The Cyber Risk Institute (CRI) is a not-for-profit coalition of financial institutions and trade associations, protecting the global economy by enhancing cybersecurity and resiliency through standardization. Our Financial Services Cybersecurity Profile tool is the benchmark for cyber security and resiliency in the financial services industry. As an organization, CRI maintains the Profile and is guided by our membership of over thirty leading financial services firms around four key lines of effort – expanding the Profile’s use among industry, educating the regulatory community on the Profile to drive their acceptance, integrating additional regulations into the Profile to expand its reach, and developing the Profile into an online Platform.
CRI is a separate division of the Bank Policy Institute (BPI) and often works with BPI’s BITS team. Launched in May 2020, CRI is building a lean, highly collaborative staff. This position is traditionally located in Washington, D.C. but can also be remote (with the ability to travel to D.C. as required post-pandemic).
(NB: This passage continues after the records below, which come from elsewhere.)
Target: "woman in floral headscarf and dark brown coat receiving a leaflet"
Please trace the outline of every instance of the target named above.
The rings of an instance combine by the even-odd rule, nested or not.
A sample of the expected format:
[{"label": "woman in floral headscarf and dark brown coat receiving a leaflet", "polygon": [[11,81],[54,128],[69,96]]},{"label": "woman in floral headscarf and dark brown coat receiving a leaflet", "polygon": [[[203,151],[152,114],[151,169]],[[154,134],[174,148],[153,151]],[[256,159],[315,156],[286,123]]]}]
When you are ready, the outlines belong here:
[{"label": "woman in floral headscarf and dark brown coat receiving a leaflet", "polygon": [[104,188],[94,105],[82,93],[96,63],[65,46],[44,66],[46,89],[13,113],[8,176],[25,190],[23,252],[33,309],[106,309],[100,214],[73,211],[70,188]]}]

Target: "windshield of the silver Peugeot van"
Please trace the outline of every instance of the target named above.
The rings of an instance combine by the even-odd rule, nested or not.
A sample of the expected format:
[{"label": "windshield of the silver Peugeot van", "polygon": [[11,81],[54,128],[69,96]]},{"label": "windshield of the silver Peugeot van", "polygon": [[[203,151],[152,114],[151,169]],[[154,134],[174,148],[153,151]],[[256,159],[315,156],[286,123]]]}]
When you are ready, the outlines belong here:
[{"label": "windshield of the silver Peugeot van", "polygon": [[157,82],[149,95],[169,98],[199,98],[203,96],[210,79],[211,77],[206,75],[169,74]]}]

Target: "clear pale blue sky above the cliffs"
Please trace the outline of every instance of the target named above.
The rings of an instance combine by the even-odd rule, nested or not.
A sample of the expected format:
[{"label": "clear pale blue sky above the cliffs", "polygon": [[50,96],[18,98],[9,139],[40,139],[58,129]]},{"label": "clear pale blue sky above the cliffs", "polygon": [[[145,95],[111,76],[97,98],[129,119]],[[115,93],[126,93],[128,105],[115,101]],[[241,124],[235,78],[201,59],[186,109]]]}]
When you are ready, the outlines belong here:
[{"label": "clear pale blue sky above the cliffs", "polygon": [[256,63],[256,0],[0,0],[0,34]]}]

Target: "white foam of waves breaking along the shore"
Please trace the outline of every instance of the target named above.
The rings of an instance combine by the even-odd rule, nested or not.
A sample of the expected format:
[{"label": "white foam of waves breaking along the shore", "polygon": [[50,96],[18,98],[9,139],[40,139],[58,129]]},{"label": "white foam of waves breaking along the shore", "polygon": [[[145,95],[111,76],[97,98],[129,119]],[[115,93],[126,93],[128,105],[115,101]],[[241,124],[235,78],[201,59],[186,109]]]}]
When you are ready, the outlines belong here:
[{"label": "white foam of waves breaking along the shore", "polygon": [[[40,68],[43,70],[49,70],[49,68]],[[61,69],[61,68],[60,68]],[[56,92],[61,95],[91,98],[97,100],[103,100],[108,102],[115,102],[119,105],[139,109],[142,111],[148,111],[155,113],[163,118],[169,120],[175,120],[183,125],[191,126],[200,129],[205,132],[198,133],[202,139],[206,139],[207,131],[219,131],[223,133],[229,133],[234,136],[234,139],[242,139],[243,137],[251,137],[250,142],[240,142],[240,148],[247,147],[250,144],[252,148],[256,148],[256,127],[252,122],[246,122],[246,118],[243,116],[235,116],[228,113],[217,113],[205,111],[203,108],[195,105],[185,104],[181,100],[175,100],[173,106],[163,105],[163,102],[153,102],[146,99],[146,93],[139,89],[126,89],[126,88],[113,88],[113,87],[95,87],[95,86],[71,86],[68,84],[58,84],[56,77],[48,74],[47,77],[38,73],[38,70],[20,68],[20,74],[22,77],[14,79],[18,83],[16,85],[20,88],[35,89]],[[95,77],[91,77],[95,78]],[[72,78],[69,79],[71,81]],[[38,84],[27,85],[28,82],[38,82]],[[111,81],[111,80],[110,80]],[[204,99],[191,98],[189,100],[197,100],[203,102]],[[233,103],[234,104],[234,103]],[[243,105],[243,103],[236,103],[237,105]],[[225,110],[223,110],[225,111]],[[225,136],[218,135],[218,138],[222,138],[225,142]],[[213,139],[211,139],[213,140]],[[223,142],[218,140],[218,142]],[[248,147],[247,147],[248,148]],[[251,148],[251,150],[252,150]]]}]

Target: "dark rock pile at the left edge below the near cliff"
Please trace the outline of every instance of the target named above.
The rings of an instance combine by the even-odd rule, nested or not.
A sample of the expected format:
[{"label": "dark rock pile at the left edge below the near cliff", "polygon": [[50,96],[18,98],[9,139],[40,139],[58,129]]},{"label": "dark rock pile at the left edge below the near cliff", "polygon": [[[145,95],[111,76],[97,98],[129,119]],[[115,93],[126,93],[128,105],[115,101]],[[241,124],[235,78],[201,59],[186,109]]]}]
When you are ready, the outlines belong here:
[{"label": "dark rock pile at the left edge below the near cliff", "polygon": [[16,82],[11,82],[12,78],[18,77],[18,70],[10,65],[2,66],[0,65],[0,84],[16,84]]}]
The AVP CRI will support the development and implementation of CRI by handling technical, program, and administrative/project management functions within CRI. This individual will interface directly with executive and/or C level personnel from CRI’s member institutions, facilitating their contributions to various CRI Committees, working groups, and workstreams. The AVP CRI would lead these individuals in developing and integrating financial services cyber standards and regulations into the Profile. As part of that responsibility, the AVP CRI will:
- Serve as the primary interface with standards development organization personnel from organizations such as NIST and ISO.
- Ensure the Profile is formatted to be integrated into various governance, risk and compliance platforms by converting the Profile into application formats such as Java Script Object Notation (JSON) and other relevant interface formats.
- Research and analysis on assigned issues and projects, such as identifying and tracking relevant consultations and comment periods of interest to CRI’s mission and membership such as Federal Register notices for NIST and financial services regulatory agencies (FFIEC, FRB, OCC, FDIC, NCUA, SEC, CFTC).
- Drafting and/or editing CRI collateral documents – such as official letters, website content, external communications and briefing material, and internal records.
- Recording formal minutes or informal notes for specific meetings.
- Monitoring and managing CRI Committee and working group schedules.
As a new addition to a small team, this role requires an individual who is a self-starter, capable, flexible, and innovative, and possesses strong communication skills and critical thinking. This person would be capable of working independently as well as part of a team. Additional qualifications include:
- A bachelor’s degree in a relevant field.
- Detailed technically oriented mind with comfort in performing research work.
- Comfortable exploring new technology and the building of “apps.”
- Able to communicate effectively whether in-person or when remote.
- Experience or interest in project management, operations and/or administration management.
- A background or interest in cybersecurity policy, financial services, financial services technology, and project management is preferred.
To be considered for this role, please submit a cover letter, résumé / CV, and short writing sample.